O síndroma de taquicardia postural ortostática (STPO) define-se como um síndroma de sintomatologia ortostática associada a um aumento na frequência cardíaca de pelo menos 30bpm (l). Normalmente separa-se o STPO ligeiro do STPO florido. Aqueles doentes em que a frequência cardíaca não ultrapassa os 120 bpm nos primeiros 5 min de teste de tilt são considerados ligeiros, enquanto que aqueles que ultrapassam permanentemente os 120 bpm são considerados floridos.

Características clínicas

A idade de apresentação é geralmente entre os 15 e 50 anos. A relação feminino: masculino é cerca de 4:1. A maioria dos doentes quando são estudados já apresentam sintomatologia com mais de 12 meses de evolução. Os sintomas ortostáticos são: tontura; visão turva; palpitação; trémulo; fraqueza (especialmente das pernas). Menos frequentemente existe: hiperventilação; ansiedade; dor torácica; extremidades frias e acrocianóticas (marmoreadas); cefaleias; enxaqueca e alterações do sono. Os sintomas são diferentes dos doentes com hipotensão postural (Quadro I). Os sintomas do STPO são geralmente devidos à perfusão cerebral alterada e em parte aos mecanismos compensatórios autonómicos (4).
Aproximadamente 50% dos doentes têm, nos seus antecedentes, uma infecção vírica. Algumas doentes têm uma variação cíclica significativa da sua sintomatologia, muitas vezes relacionada com o ciclo menstrual. Algumas têm ciclos de vários dias de intensa intolerância ortostática (requerendo por vezes infusões de litros de soluções salinas), seguida de períodos de maior acalmia.

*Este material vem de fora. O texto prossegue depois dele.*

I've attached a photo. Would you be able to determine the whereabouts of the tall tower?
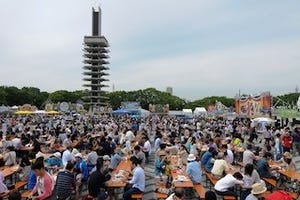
[83,7,109,110]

STPO é um síndroma heterogéneo e vários mecanismos se reconhecem, apesar de não provados, na fisiopatologia desta patologia. Os doentes com neuropatia autonómica podem desenvolver este síndroma. A desnervação autonómica dos membros leva a uma redução do tónus vascular periférico, mas não existe hipotensão postural pois está prevenida por uma intensa taquicardia reflexa (este fenómeno não é raro em algumas fases de neuropatia diabética). A segunda categoria de STPO neuropático é idiopática, geralmente mediada imunologicamente, ocorrendo uma infecção vírica em cerca de metade dos doentes. Alguns doentes desenvolvem síncope e são muitas vezes e erradamente diagnosticados como sofrendo de síncope neurocardiogénica. Alguns doentes têm prolapso da válvula mitral. Alguns doentes têm intolerância ortostática por descondicionamento do baroreceptor arterial, como os doentes que estão acamados durante longos períodos de tempo. Alguns, raros doentes, têm hipertensão ortostática e oscilações amplas da pressão arterial. Parece que a origem do STPO nestes doentes são alterações do tronco cerebral.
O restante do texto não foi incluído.